BASIC-LEVEL CONCEPTS

The level of abstraction that carries the most information, and at which objects are typically named most readily. For example, subjects would recognize an Australian Shepherd as a dog (that is, basic-level) more easily than as an animal (that is, superordinate-level) or as an Australian Shepherd (that is, subordinate-level).

PRIMING

An experience-based facilitation in perceiving a physical stimulus. In a typical object priming experiment, subjects are presented with stimuli (the primes) and their performance in object naming is recorded. Subsequently, subjects are presented with either the same stimuli or stimuli that have some defined relationship to the primes. Any stimulus-specific difference in performance is taken as a measure of priming.

MAGNETOENCEPHALOGRAPHY

(MEG). A non-invasive technology for functional brain mapping, which provides superior millisecond temporal resolution. It measures magnetic fields generated by electric currents from active neurons in the brain.

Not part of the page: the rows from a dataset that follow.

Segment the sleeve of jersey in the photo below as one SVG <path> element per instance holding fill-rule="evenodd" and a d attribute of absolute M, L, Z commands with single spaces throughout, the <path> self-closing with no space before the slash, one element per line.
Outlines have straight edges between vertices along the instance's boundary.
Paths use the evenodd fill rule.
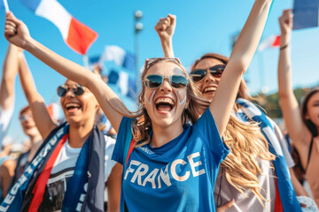
<path fill-rule="evenodd" d="M 209 107 L 200 118 L 195 123 L 194 130 L 196 133 L 200 133 L 203 137 L 203 141 L 213 152 L 216 162 L 221 163 L 223 161 L 230 149 L 221 139 L 216 124 L 214 120 Z"/>
<path fill-rule="evenodd" d="M 112 155 L 114 151 L 115 140 L 107 135 L 105 135 L 105 182 L 106 182 L 108 177 L 111 174 L 113 168 L 116 164 L 116 162 L 111 159 Z"/>
<path fill-rule="evenodd" d="M 125 141 L 127 138 L 129 137 L 129 140 L 132 140 L 132 121 L 134 118 L 123 117 L 121 121 L 120 129 L 117 134 L 116 143 L 114 150 L 112 155 L 112 160 L 123 164 L 123 154 L 125 148 Z"/>

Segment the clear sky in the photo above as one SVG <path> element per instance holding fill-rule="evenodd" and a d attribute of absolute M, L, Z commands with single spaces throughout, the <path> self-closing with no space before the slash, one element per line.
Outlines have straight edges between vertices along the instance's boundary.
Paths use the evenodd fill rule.
<path fill-rule="evenodd" d="M 35 16 L 19 0 L 8 0 L 10 9 L 29 28 L 31 35 L 57 53 L 82 64 L 80 55 L 71 50 L 63 42 L 58 28 L 50 21 Z M 147 57 L 162 57 L 160 39 L 154 30 L 158 19 L 167 13 L 177 16 L 177 26 L 173 39 L 175 57 L 180 57 L 186 68 L 206 52 L 230 55 L 232 34 L 243 27 L 253 0 L 59 0 L 75 19 L 98 33 L 98 38 L 88 51 L 88 55 L 102 54 L 105 45 L 118 45 L 134 51 L 134 11 L 143 11 L 144 28 L 139 34 L 139 66 Z M 278 17 L 284 9 L 292 7 L 292 0 L 274 2 L 263 38 L 279 34 Z M 8 42 L 3 36 L 4 11 L 0 11 L 0 61 L 4 61 Z M 57 14 L 58 15 L 58 14 Z M 293 85 L 308 87 L 318 82 L 319 30 L 311 28 L 292 34 Z M 26 57 L 33 72 L 39 93 L 45 102 L 58 101 L 56 87 L 65 79 L 47 67 L 28 53 Z M 267 86 L 269 92 L 277 89 L 277 49 L 257 52 L 245 73 L 252 93 Z M 2 72 L 2 71 L 0 71 Z M 19 110 L 27 105 L 19 80 L 16 81 L 16 107 L 9 134 L 21 140 L 21 128 L 18 120 Z M 125 100 L 128 102 L 128 100 Z M 131 104 L 128 102 L 128 104 Z"/>

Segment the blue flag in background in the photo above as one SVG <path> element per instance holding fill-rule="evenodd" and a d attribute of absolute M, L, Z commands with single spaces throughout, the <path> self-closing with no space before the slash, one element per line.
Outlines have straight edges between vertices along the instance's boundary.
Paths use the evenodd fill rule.
<path fill-rule="evenodd" d="M 319 26 L 319 0 L 294 0 L 293 29 Z"/>
<path fill-rule="evenodd" d="M 4 0 L 0 0 L 0 8 L 4 8 Z"/>

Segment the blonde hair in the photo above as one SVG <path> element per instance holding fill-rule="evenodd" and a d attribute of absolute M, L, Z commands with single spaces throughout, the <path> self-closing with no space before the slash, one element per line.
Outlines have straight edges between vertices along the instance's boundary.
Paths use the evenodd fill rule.
<path fill-rule="evenodd" d="M 147 71 L 160 62 L 169 62 L 177 64 L 189 80 L 187 86 L 188 108 L 183 112 L 183 123 L 188 125 L 195 124 L 200 115 L 207 109 L 210 102 L 204 99 L 195 84 L 191 81 L 185 68 L 177 61 L 172 58 L 157 58 L 142 73 L 142 81 Z M 136 141 L 135 147 L 141 147 L 150 142 L 150 132 L 152 131 L 151 118 L 146 109 L 143 107 L 145 87 L 142 87 L 139 95 L 139 110 L 136 112 L 130 112 L 122 104 L 111 102 L 112 107 L 125 117 L 136 117 L 132 124 L 133 139 Z M 236 105 L 234 109 L 237 110 Z M 235 114 L 230 115 L 230 121 L 224 133 L 224 142 L 230 148 L 230 153 L 222 163 L 221 166 L 226 170 L 226 178 L 237 190 L 244 193 L 245 189 L 252 189 L 257 199 L 266 199 L 260 193 L 260 185 L 257 176 L 261 173 L 258 165 L 257 158 L 263 160 L 274 160 L 275 156 L 268 151 L 268 141 L 263 137 L 258 125 L 254 122 L 243 122 Z"/>
<path fill-rule="evenodd" d="M 196 65 L 204 59 L 214 58 L 227 64 L 227 57 L 207 53 L 196 60 L 191 67 L 194 70 Z M 240 83 L 237 98 L 252 99 L 248 93 L 244 80 Z M 234 103 L 234 111 L 237 111 L 237 104 Z M 268 151 L 268 143 L 262 135 L 258 124 L 250 120 L 241 121 L 231 114 L 223 135 L 225 144 L 230 148 L 230 153 L 221 163 L 221 168 L 225 169 L 227 181 L 238 192 L 245 195 L 245 191 L 251 189 L 257 200 L 263 205 L 262 201 L 266 200 L 261 193 L 261 185 L 258 176 L 262 174 L 258 160 L 273 161 L 275 155 Z"/>

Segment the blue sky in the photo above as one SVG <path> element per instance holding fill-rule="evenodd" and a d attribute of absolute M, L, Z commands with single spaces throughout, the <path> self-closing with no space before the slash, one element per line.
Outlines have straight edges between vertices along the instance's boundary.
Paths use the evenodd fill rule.
<path fill-rule="evenodd" d="M 80 55 L 71 50 L 63 42 L 58 28 L 50 21 L 35 16 L 19 0 L 9 0 L 10 9 L 29 28 L 31 35 L 57 53 L 82 64 Z M 177 16 L 177 26 L 173 39 L 175 57 L 188 68 L 191 63 L 206 52 L 230 55 L 231 35 L 243 27 L 253 0 L 59 0 L 75 19 L 89 26 L 98 33 L 98 38 L 88 51 L 88 55 L 101 54 L 105 45 L 118 45 L 134 51 L 134 11 L 141 10 L 140 20 L 144 28 L 139 34 L 139 66 L 147 57 L 162 57 L 160 39 L 154 30 L 158 19 L 167 13 Z M 276 0 L 273 4 L 263 38 L 280 34 L 277 19 L 284 9 L 292 7 L 292 0 Z M 0 34 L 4 34 L 4 10 L 0 11 Z M 292 58 L 293 86 L 308 87 L 318 82 L 319 30 L 311 28 L 292 34 Z M 4 61 L 8 42 L 0 37 L 0 61 Z M 65 79 L 47 67 L 28 53 L 26 57 L 33 72 L 39 93 L 45 102 L 58 101 L 56 87 Z M 257 52 L 245 73 L 252 93 L 259 92 L 267 86 L 270 93 L 277 89 L 277 49 Z M 2 72 L 2 71 L 0 71 Z M 16 81 L 16 108 L 9 129 L 9 134 L 21 140 L 21 129 L 18 112 L 27 101 L 19 80 Z M 125 101 L 131 106 L 131 103 Z"/>

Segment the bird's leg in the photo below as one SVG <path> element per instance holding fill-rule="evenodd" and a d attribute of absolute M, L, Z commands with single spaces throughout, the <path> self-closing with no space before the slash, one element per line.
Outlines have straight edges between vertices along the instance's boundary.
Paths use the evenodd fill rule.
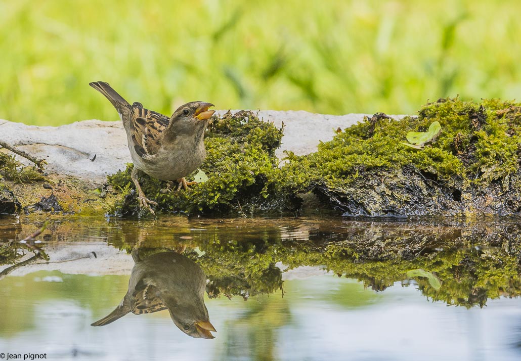
<path fill-rule="evenodd" d="M 156 214 L 154 211 L 154 210 L 150 207 L 150 205 L 153 204 L 155 206 L 157 206 L 157 203 L 153 201 L 151 201 L 145 196 L 145 193 L 143 192 L 143 190 L 141 189 L 141 186 L 139 184 L 140 173 L 140 170 L 136 168 L 134 166 L 134 168 L 132 168 L 132 173 L 130 175 L 130 178 L 132 178 L 132 180 L 134 182 L 134 184 L 135 185 L 135 190 L 138 191 L 138 201 L 139 202 L 139 207 L 141 208 L 147 209 L 148 211 L 155 215 Z"/>
<path fill-rule="evenodd" d="M 181 188 L 184 188 L 186 191 L 190 192 L 192 189 L 188 186 L 197 184 L 197 182 L 187 182 L 187 180 L 184 179 L 184 177 L 178 179 L 177 181 L 179 182 L 179 186 L 177 187 L 178 192 L 180 191 Z"/>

By localizing the sources of these currents, MEG is used to reveal cortical function.

THE N400 SIGNAL

Originally described as a negative deflection in the event-related potential waveform occurring approximately 400 ms following the onset of contextually incongruent words in a sentence. It has consistently been linked to semantic processing. Although it is probably one of the best neural signatures of contextual processing, its exact functional significance has yet to be elucidated.

BAYESIAN METHODS

Use a priori probability distributions derived from experience to infer optimal expectations. They are based on Bayes' theorem, which can be seen as a rule for taking into account history information to produce a number representing the probability that a certain hypothesis is true.

HEBBIAN LEARNING

Builds on Hebb's learning rule that the connections between two neurons will strengthen if the neurons fire simultaneously. The original Hebbian rule has serious limitations, but it is used as the basis for more powerful learning rules. From a neurophysiological perspective, Hebbian learning can be described as a mechanism that increases synaptic efficacy as a function of synchrony between pre- and postsynaptic activity.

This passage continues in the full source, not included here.